Can I still continue to drive with Uber? Is there a chance they find out about the accident and let me go?

If they do let me go, how long until I can re-apply, or fight their decision?

I know this has a lot of questions and I thank you all in advance.


p.s I was not doing Uber that day. It was an off day for me and this happened offline on my own time


----------



## Cklw (Mar 18, 2017)

are the police involved?


----------



## Pally (Mar 5, 2018)

Yes the police where called in and filed a report


----------



## Cklw (Mar 18, 2017)

not sure, maybe good unless they do another background check?


----------



## BigJohn (Jan 27, 2016)

Uber is not going to be concerned with it unless it shows up on your drivers license report.

However, you should be worried about your personal auto insurance company. If they do a through investigation and find out you were operating that vehicle for commercial purposes, they can deny the claim and cancel the policy.


----------



## Mars Troll Number 4 (Oct 30, 2015)

BigJohn said:


> Uber is not going to be concerned with it unless it shows up on your drivers license report.
> 
> However, you should be worried about your personal auto insurance company. If they do a through investigation and find out you were operating that vehicle for commercial purposes, they can deny the claim and cancel the policy.


He was offline...


----------



## Just Another Uber Drive (Jul 15, 2015)

You're not going to be deactivated.
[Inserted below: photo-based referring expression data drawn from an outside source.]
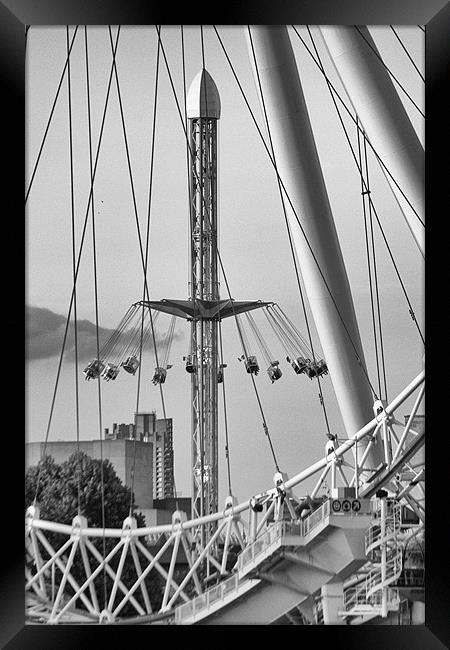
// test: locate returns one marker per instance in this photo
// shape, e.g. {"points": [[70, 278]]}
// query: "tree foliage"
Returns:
{"points": [[90, 487]]}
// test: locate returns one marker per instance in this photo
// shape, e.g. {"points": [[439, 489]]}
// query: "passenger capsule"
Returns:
{"points": [[299, 364], [191, 363], [130, 365], [160, 376], [220, 373], [252, 366], [311, 370], [93, 370], [110, 372], [274, 371], [322, 368]]}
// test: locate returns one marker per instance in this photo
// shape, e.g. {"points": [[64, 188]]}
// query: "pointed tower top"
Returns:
{"points": [[203, 97]]}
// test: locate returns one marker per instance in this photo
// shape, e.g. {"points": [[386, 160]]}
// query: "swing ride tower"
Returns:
{"points": [[204, 308], [203, 112]]}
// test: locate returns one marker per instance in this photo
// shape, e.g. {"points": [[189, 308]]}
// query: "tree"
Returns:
{"points": [[90, 487]]}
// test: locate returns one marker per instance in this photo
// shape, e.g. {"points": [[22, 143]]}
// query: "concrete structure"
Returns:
{"points": [[123, 454], [158, 431]]}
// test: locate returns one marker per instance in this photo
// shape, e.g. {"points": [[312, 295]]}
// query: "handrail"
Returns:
{"points": [[242, 507]]}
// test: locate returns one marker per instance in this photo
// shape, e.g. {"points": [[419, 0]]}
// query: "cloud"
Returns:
{"points": [[45, 335]]}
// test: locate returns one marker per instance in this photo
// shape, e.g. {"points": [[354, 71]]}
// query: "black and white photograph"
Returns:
{"points": [[225, 325]]}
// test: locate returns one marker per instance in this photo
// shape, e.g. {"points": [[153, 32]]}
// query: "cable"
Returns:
{"points": [[66, 328], [363, 193], [321, 399], [94, 255], [50, 117], [377, 296], [375, 51], [334, 92], [227, 444], [365, 188], [298, 220], [72, 205], [407, 53]]}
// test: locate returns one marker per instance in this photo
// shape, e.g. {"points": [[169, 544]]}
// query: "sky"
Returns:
{"points": [[252, 235]]}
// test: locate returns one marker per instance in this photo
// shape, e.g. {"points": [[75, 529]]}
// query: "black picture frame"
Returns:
{"points": [[15, 15]]}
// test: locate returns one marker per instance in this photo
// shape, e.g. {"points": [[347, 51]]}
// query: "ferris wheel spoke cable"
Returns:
{"points": [[297, 274], [370, 200], [377, 295], [72, 211], [335, 93], [66, 328], [227, 442], [97, 338], [369, 270], [407, 53], [266, 430], [50, 116], [364, 370], [144, 259], [389, 71]]}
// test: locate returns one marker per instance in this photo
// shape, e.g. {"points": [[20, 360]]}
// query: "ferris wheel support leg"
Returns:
{"points": [[310, 218], [332, 595], [383, 116], [384, 610]]}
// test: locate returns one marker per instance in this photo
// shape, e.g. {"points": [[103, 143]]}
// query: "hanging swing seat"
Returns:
{"points": [[299, 364], [251, 365], [93, 370], [110, 372], [274, 371], [160, 376], [130, 365], [191, 363]]}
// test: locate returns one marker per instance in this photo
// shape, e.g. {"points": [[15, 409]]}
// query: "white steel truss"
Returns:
{"points": [[58, 593]]}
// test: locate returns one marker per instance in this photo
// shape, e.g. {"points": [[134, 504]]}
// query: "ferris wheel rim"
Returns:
{"points": [[241, 507]]}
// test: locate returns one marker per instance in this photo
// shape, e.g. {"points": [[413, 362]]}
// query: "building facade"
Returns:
{"points": [[122, 453], [147, 428]]}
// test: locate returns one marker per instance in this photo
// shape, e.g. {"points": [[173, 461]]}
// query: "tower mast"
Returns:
{"points": [[203, 111], [204, 307]]}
The worst-case scenario is that you'll have to get a vehicle inspection to prove your vehicle has no damage. That would probably entail some possible and unexpected downtime in the near future while you get an inspection and wait for Uber to process it.


----------



## Uberbrent (Mar 22, 2016)

If a pax reports you for a damaged vehicle, then you will be deactivated until the damage is corrected and inspected. You can also be ticketed for driving the damaged vehicle to pick up pax in Texas (don't go to the airports or any city run hotels).


----------